Modeling Magnetic Field and Strain Driven Phase Transitions and Plasticity in Ferrous Metals

A finite strain continuum theory is advanced for static and dynamic simulations of material response under combined mechanical and magnetic fields. The general thermomechanical theory accounts for nonlinear thermoelasticity, plastic flow from slip and twinning, damage mechanics, and phase transformations. Maxwell's equations are implemented in the Galilean approximation. Effects of electromechanical body forces, Maxwell's stress, and magnetostriction are included, as are forces and heating from electric currents in conductors. Several assumptions are newly introduced to facilitate calculations in the context of finite element methods with explicit dynamics. Of particular interest are ferrous solids whose phase changes and interactions are affected by external magnetic fields.

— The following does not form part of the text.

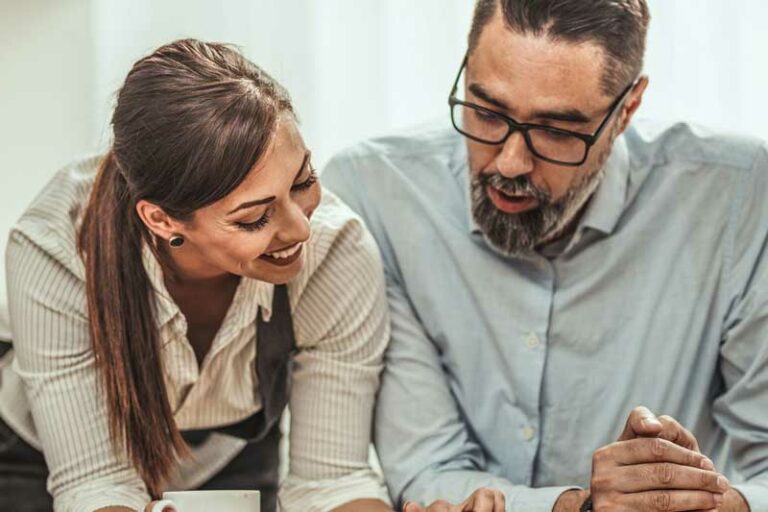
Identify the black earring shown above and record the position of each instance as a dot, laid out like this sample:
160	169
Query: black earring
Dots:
176	241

Predictions for compression of pure iron, in comparison with experimental data and prior analytical results, verify suitability of modeling assumptions and numerical methods. Further calculations demonstrate efficacy of the model for reproducing experimental findings on ferrous alloys of the same chemical composition but with two different prior heat treatments, leading to different initial microstructures. For all materials studied, effects of magnetic field on kinetic barriers are discovered to be more influential on phase transitions than magnetic Gibbs free energy differences between phases.